Passengers upset by Aurora protests

//Passengers upset by Aurora protests

I was delighted to read in my local paper of Bill and Elly Clough, who have returned home after their world cruise on board P&O’s ill-fated Aurora.
For I met them 11 years ago on a world cruise on board Fred Olsen’s Black Watch. I joined the ship for a short segment from Hong Kong to Singapore; they were in the cabin next door, and hosting bridge classes for passengers.
Their latest voyage was interrupted when the Aurora developed propulsion problems and spent six days in Auckland, New Zealand, awaiting repairs.
Mrs Clough, 70, told the Basingstoke Gazette, they were upset at the protests organised by some passengers. “I can’t praise P&O highly enough. We stayed on the ship and have been wonderfully looked after and given free drinks.
“It’s been very distressing the way people have gone round forming committees and having signings and going around with yellow ribbons – passengers are literally revolting over it. As far as we are concerned, we are happy with everything P&O have done for us. We have loved every minute of it.”
Now they are back home, Bill and Elly are no doubt planning how to spend their Aurora compensation on another next cruise. I hope so.

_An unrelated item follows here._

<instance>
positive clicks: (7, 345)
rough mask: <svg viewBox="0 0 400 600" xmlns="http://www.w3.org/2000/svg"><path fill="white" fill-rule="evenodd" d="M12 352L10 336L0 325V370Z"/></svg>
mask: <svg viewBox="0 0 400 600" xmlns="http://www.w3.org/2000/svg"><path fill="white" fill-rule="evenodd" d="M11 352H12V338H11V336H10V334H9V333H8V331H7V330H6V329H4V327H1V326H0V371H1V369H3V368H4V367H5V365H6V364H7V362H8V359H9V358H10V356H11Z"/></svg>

By | 2009-04-18T23:01:05+00:00 18 April 2009|Cruise News|1 Comment

About the Author:

John Honeywell is a travel writer specialising in cruise ships and cruise travel. Winner of CLIA UK's Contribution to Cruise award 2017.

One Comment

  1. Rod Pettet 26 April 2009 at 1:06 pm - Reply

    Well the Clough’s might be happy, but many others weren’t. Although I didn’t join the action group, it shouldn’t be taken by P&O that those who didn’t, are happy with the level of compensation offered. I understand around 900 of the passengers joined the group.
    I joined the ship in Brisbane to cruise to Southampton. I lost almost 50% of my advertised ports of call. Whilst I am yet to see my precise offer, I believe P&O offer 100 pounds per missed port. I feel nearer 50% of the cruise price would be more appropriate. At what point does a cruise become just a voyage? I simply would not have taken the cruise had I only been offered the ports actually visited.
    I would also say that this problem was entirely foreseeable, being caused by lack of correct maintenance or an in-built manufacturing defect. It is a myth that these ships are complex. What halted the Aurora in Auckland was a simple mechanical fault. I suggest someone choose to ignore the symptoms until a catastrophic failure occurred. Thank goodness they don’t work in the airline business.